Ce 17 août, Alter, syndicat minoritaire des pilotes d’Air France et de Transavia, a rendu public un courrier adressé au gouvernement en juillet dernier mettant en garde […]

Ce 17 août, Alter, syndicat minoritaire des pilotes d’Air France et de Transavia, a rendu public un courrier adressé au gouvernement en juillet dernier mettant en garde le ministre chargé des Transports Clément Beaune contre la « fatigue chronique déraisonnable » de son personnel qui menace jusqu’à la sécurité des vols. Fin juin, ce même syndicat avait déjà appelé à une grève pour dénoncer un « danger grave et imminent sur la fatigue des pilotes », éreintés notamment par la hausse des amplitudes de vols.

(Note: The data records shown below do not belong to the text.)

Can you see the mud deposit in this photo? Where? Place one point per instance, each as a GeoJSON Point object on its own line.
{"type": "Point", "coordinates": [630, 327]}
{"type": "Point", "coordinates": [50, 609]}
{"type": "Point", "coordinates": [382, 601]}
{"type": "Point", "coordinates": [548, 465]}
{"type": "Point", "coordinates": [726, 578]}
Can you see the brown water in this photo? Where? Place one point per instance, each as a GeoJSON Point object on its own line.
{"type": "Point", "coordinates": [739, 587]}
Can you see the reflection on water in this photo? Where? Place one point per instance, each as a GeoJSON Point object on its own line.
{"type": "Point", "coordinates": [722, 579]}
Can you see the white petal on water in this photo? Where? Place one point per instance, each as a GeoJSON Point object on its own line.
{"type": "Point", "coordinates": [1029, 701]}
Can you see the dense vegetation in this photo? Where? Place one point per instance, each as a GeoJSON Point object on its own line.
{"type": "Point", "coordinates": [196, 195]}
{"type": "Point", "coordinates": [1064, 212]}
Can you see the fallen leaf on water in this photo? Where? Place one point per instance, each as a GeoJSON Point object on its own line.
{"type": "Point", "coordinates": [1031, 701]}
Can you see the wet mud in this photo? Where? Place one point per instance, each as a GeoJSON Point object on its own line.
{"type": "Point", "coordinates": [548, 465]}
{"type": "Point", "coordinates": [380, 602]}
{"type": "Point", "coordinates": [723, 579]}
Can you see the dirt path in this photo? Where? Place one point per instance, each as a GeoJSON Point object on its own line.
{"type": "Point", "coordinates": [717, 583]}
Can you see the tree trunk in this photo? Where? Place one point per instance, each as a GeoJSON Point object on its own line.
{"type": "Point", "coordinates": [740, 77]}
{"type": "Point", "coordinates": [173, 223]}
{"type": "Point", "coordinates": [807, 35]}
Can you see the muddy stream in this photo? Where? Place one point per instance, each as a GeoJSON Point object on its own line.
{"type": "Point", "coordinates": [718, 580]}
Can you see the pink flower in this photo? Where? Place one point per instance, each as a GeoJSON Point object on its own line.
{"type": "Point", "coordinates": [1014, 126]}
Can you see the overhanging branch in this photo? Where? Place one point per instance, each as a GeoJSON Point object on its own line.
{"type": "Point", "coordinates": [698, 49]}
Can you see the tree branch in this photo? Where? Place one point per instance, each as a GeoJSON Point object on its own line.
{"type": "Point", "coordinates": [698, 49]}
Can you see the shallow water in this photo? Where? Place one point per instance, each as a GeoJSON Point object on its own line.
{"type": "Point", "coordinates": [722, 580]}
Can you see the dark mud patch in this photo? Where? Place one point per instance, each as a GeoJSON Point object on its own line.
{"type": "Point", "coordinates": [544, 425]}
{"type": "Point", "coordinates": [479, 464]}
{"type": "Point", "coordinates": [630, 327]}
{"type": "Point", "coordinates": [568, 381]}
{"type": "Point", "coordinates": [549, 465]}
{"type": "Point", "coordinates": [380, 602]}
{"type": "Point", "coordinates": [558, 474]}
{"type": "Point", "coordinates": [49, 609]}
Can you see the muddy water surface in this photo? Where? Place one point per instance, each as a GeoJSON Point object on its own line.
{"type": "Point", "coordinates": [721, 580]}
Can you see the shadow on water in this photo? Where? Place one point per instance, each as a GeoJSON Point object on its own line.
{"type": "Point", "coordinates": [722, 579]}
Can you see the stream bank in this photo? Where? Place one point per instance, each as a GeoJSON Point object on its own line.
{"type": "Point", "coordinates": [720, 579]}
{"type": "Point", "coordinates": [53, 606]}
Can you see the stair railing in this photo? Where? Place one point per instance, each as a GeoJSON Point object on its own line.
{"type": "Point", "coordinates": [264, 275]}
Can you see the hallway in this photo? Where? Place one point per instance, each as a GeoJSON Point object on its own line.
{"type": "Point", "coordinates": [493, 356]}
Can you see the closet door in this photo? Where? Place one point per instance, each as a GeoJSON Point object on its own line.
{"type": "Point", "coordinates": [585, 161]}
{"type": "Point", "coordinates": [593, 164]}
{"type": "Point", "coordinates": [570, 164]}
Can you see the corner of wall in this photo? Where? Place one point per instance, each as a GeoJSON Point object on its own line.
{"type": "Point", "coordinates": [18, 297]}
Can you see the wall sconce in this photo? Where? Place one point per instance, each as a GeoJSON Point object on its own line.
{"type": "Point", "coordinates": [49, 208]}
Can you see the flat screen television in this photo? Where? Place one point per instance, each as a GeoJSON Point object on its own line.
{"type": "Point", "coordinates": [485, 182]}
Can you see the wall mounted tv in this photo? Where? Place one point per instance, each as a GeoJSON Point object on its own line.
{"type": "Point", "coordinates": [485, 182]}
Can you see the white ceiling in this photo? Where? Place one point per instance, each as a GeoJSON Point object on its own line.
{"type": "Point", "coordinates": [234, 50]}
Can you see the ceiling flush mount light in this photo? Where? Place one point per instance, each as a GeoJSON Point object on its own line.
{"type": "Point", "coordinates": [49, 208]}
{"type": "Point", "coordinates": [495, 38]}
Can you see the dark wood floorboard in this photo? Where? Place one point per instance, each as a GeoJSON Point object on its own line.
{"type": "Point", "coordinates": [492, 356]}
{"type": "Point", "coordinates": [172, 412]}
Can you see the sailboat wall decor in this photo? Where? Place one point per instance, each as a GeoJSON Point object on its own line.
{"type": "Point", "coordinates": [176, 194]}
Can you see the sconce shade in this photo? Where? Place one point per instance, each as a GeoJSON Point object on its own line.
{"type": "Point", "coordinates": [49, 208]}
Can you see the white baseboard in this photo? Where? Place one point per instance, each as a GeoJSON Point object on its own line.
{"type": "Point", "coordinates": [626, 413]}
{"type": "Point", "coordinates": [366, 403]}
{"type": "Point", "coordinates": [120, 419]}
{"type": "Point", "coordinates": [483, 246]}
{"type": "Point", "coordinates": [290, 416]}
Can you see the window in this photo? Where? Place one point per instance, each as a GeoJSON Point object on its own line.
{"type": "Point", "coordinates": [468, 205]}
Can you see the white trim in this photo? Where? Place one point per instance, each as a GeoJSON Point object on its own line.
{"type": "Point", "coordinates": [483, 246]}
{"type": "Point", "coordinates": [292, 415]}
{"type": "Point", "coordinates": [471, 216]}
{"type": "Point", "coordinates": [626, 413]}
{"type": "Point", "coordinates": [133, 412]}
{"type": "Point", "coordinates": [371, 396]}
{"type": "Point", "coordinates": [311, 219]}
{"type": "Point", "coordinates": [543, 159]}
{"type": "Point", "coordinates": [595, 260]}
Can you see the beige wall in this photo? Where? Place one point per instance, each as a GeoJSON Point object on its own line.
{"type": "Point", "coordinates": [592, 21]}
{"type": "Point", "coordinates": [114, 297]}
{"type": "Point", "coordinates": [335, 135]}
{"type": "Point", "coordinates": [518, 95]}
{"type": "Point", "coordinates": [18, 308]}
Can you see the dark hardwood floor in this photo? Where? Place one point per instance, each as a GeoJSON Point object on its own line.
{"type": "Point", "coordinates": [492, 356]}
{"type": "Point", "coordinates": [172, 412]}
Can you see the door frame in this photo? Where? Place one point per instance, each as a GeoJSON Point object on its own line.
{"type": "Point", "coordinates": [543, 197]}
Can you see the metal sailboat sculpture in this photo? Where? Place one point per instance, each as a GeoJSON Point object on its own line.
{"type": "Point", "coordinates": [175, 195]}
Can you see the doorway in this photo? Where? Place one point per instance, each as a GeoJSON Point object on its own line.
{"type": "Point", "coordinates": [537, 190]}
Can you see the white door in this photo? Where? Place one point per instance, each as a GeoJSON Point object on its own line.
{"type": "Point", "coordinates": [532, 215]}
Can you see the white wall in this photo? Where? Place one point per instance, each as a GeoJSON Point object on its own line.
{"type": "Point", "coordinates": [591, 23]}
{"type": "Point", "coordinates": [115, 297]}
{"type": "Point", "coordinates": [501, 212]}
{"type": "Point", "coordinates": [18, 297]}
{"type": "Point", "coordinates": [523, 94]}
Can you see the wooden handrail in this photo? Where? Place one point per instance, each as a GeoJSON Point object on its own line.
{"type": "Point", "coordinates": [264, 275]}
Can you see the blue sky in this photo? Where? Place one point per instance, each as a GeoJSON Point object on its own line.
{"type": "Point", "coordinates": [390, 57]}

Le troisième syndicat d’Air France dénonce un manque de personnel criant – pilotes, hôtesses, stewards, mécaniciens, agents au sol – alors que le groupe franco-néerlandais Air France-KLM a fait état fin juillet du triplement du nombre de ses passagers en un an, avec un chiffre d’affaires trimestriel de 6,7 milliards d’euros, dont 324 millions d’euros de bénéfice net ! Les effectifs sont au bord de l’explosion, les tensions sont vives au sein de l’entreprise – « communication anxiogène et violences managériales très compliquées à vivre pour les salariés » cite Alter dans sa missive, 10 % des pilotes d’Air France se déclarant d’ailleurs « en état de dépression ».

Sans réponse dudit ministère, Alter choisit donc de dévoiler sa missive et alerter ainsi sur la politique du chiffre et l’« ambition de rendement » de la compagnie et de son directeur général qui mettent littéralement en péril la sécurité des vols et font « exploser les risques psychosociaux ». Le syndicat annonçait déjà en juin que le patron Benjamin Smith voulait passer d’une rentabilité annuelle de 5 % à 10 % en sortie de crise sanitaire. Cette ambition jugée démesurée passait nécessairement par l’augmentation des cadences et des risques sur les vols des appareils.

Cette course au profit se fait par ailleurs au détriment de l’engagement environnemental de la compagnie, selon le syndicat qui pointe par exemple l’augmentation de la consommation de carburant et des émissions de CO2 de 6 %. Sont également dénoncés la réorganisation des créneaux de décollage qui favorise les vols de loisirs plus rentables de sa filiale Transavia, le choix porté sur de remplacer l’Airbus A320 par l’A220 ou encore l’appel à des pilotes instructeurs d’Airbus Canada faute d’avoir pu former de nouveaux pilotes, avec les risques que ces changements augurent.

Air France a assuré pour sa part que « la sécurité des vols, de ses clients et de ses équipages est sa priorité absolue » et qu’elle respecte largement les temps de repos de son personnel. La compagnie a ajouté que pour répondre, en termes d’effectifs, à son programme ambitieux de développement, le recrutement de quelque 700 pilotes pros et cadets a commencé en avril 2021 et devrait s’achever fin 2022. Reste que le mutisme du ministre de tutelle est critiqué, sinon pas compris. « Faut-il attendre qu’un pilote ferme les yeux pour qu’il ouvre les siens ? », interroge-t-on.